Version 3.0 – This, too, Shall Pass
Filed Under (Friday - Fun and Family)

Given that I already had a son and a daughter 17 months apart, it came as a surprise to many when I gave birth to a third child almost five years later.  Curious relatives wondered why my husband and I would add to our ‘perfectly traditional’  4-person family.  We entertained ourselves with various responses to this query.  My favorite explanation compared our third child to a software upgrade – ‘Dunham, Version 3.0′

Many times in my daughter’s six years of life I’ve chuckled at how aptly this description fits the situation.  As with a software upgrade, you expect to recognize the basic program but anticipate both improvements in performance and ease of function.  Exactly how I would describe parenting the third time around!  Primary functions like bathing, dressing, and feeding were all familiar to us.  But now these activitites were easier, more streamlined, and less dramatic.  The transition to this new parenting program – family of five – worked so efficiently that we hardly noticed a change.
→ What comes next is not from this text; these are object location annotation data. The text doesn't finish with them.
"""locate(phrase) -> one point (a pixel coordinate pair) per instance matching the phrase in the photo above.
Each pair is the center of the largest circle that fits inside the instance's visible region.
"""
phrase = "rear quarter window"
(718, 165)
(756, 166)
Repeatedly, we are reminded of the gifts that come with version 3.0:

  • Same concerns but considerably less obsessive worrying and self-doubt.
  • Ability to pick battles wisely.
  • Recycled hardware.
  • Proactive systems in place which means less wasted time on discipline experiments.
  • Confidence in ancient wisdom such as, “This too shall pass.”

When my husband discovered me awake for the fourth consecutive sleepless night with newborn version 3.0, he asked, “Why aren’t you crying?”  To which I confidently replied, “because I know this won’t last.”

I used to fear that Version 3.0 would be somehow less exciting.  On the contrary!   Knowing that version 3.0 is our final upgrade makes it that much sweeter.  Every milestone is celebrated and cherished.  Each challenge is accompanied by patience and understanding.  Without the glitches of earlier parenting programs, there is increased space to enjoy the process.

Which is why, when I got into the car this morning and found a glittery sticker on each side mirror, I smiled.  In years past I may have scolded a child for placing stickers where they ‘don’t belong.’  But  this time around, I am acutley aware of the impermanence of these precious childhood whims.  This time around, I can see my six year old as the butterfly that she is, flitting around, spreading joy to everything she touches.  I can absorb the beauty of it now, appreciate it, and remind people that this too shall pass.